Como era previsible, innumerables dificultades y penalidades hicieron el contrapunto al gozo que producía cada paso avanzado, cada etapa conquistada: caminos desaparecidos bajo el asfalto o los arados, o paisajes abruptísimos, tanto geográficos como anímicos, junto a bellas amanecidas o gratísimos encuentros. Sevilla, Córdoba, Jaen, Albacete,Cuenca, Teruel, Lérida y después Francia, Pyrénées Orientales, Aude, Herault, Gard y finalmente Bouches du Rhone. 1.700 largos kilómetros a lomos de su caballo, a veces a pie, pero siempre adelante sin retroceder, impulsados ambos por una sólida voluntad.

El día 16 de julio, acompañado por una nutrida comitiva de caballistas formada por amigos leales, familiares, y muchos desconocidos que habían acudido para celebrar al jinete y a su montura, iniciábamos a las ocho de la mañana la última etapa del camino, acallando así las voces que desde el principio habían vaticinado el fracaso de la empresa. A eso de las 10 de la mañana cruzábamos el Petit-Rhône en la barca y a las 11 entrábamos en Saintes Maries de la Mer precedidos por un vehículo de la policía local que nos iba abriendo el paso. La pequeña plaza delante de la iglesia fortaleza, soberbio y bien conservado edificio medieval, estaba llena de gente que aguardaba la llegada de Paco. El cura con su casulla en pie ante un atril con micrófono, el alcalde a su lado, personalidades de la Nacioun Gardiano ataviados con trajes tradicionales contrastaban con la total ausencia de representantes y autoridades con que marchara de Villamanrique. Y es que a pesar de los muchos puntos en común, aún se perciben diferencias en la sensibilidad con que nos manifestamos en cada lugar los unos y otros.

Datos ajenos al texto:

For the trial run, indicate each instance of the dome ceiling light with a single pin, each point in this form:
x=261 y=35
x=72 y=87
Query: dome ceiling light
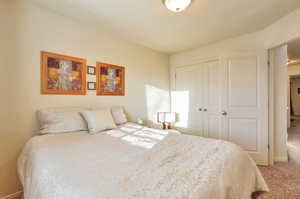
x=176 y=5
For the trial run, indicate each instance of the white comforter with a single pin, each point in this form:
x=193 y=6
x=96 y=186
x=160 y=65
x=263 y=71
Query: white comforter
x=136 y=163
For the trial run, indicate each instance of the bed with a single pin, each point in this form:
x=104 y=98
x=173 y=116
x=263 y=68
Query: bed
x=134 y=162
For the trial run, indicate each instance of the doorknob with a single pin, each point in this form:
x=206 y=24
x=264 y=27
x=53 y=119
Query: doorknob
x=224 y=113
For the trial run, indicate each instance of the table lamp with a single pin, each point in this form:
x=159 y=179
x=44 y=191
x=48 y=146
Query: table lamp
x=166 y=119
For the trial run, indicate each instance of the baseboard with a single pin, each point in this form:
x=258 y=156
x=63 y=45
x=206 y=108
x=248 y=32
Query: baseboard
x=16 y=195
x=281 y=159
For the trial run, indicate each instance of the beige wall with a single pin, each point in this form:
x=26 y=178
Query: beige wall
x=147 y=76
x=274 y=35
x=9 y=140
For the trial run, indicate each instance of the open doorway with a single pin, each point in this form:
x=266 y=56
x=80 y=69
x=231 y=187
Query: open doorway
x=293 y=141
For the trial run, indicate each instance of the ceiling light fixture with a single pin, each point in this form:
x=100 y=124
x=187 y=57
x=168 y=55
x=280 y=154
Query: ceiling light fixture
x=176 y=5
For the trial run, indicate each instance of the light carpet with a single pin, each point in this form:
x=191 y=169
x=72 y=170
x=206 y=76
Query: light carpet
x=284 y=178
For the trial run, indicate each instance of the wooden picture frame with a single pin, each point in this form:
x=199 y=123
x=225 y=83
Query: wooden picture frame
x=91 y=86
x=110 y=79
x=72 y=81
x=91 y=70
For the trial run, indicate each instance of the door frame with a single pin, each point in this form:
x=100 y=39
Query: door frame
x=272 y=109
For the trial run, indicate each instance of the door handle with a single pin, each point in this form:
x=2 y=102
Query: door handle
x=224 y=113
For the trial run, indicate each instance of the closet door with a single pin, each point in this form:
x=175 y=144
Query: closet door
x=212 y=100
x=187 y=99
x=245 y=103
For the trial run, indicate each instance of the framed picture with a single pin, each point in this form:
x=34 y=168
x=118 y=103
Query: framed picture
x=110 y=79
x=62 y=74
x=91 y=86
x=91 y=70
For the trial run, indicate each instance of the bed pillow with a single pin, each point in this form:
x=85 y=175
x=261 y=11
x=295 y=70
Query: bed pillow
x=61 y=120
x=118 y=115
x=98 y=120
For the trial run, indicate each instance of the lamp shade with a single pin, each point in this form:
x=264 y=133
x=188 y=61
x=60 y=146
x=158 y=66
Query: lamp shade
x=177 y=5
x=169 y=117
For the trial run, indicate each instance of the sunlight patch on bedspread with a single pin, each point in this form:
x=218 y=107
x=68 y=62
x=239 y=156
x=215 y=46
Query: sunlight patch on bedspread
x=139 y=141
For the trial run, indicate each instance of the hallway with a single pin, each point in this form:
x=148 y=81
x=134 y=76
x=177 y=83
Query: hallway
x=284 y=178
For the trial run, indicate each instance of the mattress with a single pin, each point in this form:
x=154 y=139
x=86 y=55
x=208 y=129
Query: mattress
x=134 y=162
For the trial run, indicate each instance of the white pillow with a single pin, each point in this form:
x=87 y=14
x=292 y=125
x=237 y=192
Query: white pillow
x=118 y=115
x=61 y=120
x=98 y=120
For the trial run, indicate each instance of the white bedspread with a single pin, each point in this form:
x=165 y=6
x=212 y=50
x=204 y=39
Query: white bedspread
x=136 y=163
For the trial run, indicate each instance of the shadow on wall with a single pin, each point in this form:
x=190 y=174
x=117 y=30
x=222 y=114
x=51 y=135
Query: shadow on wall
x=157 y=100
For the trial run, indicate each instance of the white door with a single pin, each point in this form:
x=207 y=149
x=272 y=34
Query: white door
x=245 y=103
x=187 y=99
x=197 y=99
x=211 y=107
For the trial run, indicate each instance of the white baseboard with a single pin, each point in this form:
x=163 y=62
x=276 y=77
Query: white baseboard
x=16 y=195
x=281 y=159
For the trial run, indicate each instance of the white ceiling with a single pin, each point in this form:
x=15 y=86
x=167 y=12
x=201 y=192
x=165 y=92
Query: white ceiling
x=149 y=23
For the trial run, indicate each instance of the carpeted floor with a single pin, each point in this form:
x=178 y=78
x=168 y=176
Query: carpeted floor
x=284 y=178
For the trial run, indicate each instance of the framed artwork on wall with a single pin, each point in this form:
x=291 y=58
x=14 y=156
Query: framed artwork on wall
x=110 y=79
x=91 y=70
x=62 y=74
x=91 y=86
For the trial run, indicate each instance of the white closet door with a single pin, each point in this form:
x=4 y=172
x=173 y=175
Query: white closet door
x=212 y=100
x=245 y=103
x=186 y=99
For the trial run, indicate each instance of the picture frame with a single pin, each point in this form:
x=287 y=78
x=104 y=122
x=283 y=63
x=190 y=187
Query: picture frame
x=91 y=70
x=91 y=86
x=110 y=79
x=61 y=74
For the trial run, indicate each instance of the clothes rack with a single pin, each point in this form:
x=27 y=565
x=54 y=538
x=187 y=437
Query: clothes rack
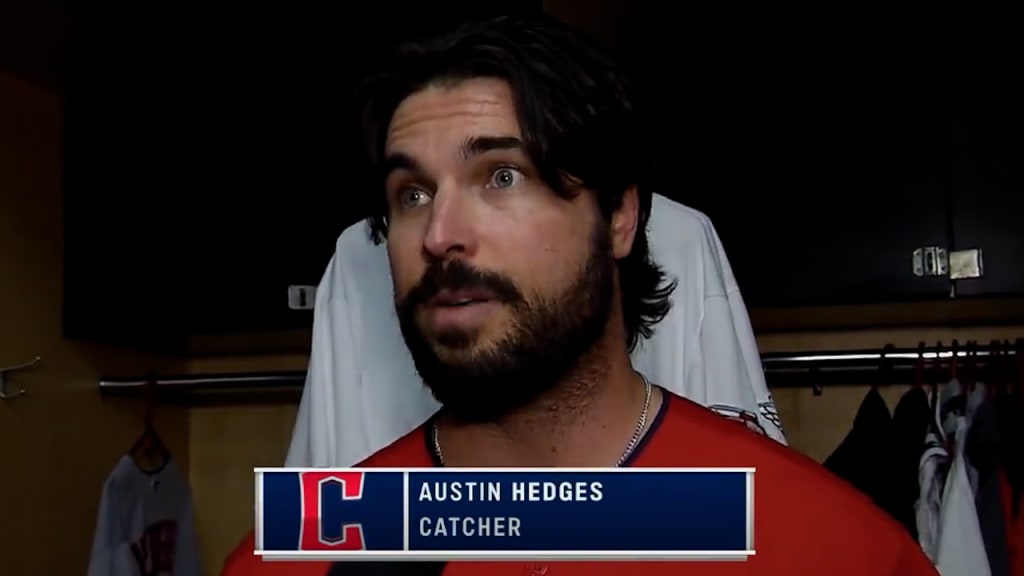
x=212 y=388
x=880 y=366
x=794 y=369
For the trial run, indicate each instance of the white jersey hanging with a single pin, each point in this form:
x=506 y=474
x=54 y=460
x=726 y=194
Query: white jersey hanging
x=144 y=526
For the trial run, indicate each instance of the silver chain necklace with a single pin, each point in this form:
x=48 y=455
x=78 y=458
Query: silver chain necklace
x=638 y=433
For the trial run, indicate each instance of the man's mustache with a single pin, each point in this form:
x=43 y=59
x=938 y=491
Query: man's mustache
x=456 y=276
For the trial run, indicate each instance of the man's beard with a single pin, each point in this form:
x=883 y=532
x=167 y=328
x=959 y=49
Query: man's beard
x=545 y=342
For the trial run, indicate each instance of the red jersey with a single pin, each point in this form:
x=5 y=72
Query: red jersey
x=806 y=521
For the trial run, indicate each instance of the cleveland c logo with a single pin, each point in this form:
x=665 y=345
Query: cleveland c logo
x=328 y=523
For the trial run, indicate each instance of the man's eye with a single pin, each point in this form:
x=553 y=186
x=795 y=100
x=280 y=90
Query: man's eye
x=413 y=197
x=505 y=177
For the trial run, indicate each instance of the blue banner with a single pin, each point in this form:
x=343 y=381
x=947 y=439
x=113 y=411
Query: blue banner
x=445 y=512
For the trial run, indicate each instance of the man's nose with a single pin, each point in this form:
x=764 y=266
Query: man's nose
x=453 y=225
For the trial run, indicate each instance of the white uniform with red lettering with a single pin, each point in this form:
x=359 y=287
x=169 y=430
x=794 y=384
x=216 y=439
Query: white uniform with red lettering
x=144 y=526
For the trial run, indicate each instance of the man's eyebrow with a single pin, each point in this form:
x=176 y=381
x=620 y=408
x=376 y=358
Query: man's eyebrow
x=399 y=161
x=470 y=149
x=479 y=145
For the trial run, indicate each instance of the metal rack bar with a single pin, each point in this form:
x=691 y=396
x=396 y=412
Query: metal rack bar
x=880 y=366
x=810 y=369
x=212 y=388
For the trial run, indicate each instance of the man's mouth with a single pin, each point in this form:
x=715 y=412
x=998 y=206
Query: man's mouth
x=459 y=298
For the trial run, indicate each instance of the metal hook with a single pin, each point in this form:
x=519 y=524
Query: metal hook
x=4 y=394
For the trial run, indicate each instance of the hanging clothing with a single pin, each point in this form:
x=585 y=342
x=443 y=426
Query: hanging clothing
x=982 y=442
x=928 y=508
x=910 y=421
x=962 y=547
x=144 y=526
x=933 y=471
x=1015 y=527
x=363 y=392
x=864 y=458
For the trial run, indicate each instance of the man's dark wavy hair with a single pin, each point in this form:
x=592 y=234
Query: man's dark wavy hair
x=578 y=115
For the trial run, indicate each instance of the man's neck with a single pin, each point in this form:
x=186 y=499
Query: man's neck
x=587 y=420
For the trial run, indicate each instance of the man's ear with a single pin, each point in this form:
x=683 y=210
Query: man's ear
x=624 y=223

Tras las emotivas palabras del cura Paco le hizo entrega de la misiva de que era portador, con la solicitud expresa de que el documento quedase depositado para siempre entre los objetos valiosos que se atesoran en ese templo. Y entonces se procedió a leer la carta. Sólo se leyó su versión francesa y además no completa por entender quienes organizaban que pudiera ser “demasiado larga”. No obstante, al no tratarse de un texto simple, conviene más leerlo que escucharlo y es por ello que, desde hoy, podrá ser leido por todos, en los dos idiomas, en esta web, desde la que además lo difundiremos tanto como esté en nuestra mano. Tras galardonar a caballo y caballero con honores e insignias entramos todos en el templo donde contemplamos la imagen de Las Santas y visitamos la cripta donde se conserva la imagen de Santa Sara la Kalí, patrona de los gitanos. No es éste momento de extenderse sobre la importancia de este templo y las reliquias que allí se conservan; baste con recordar que es éste, precisamente, uno de los cuatro puntos que dan sentido a Delta de Maya y al proyecto que nos hemos propuesto llevar a cabo.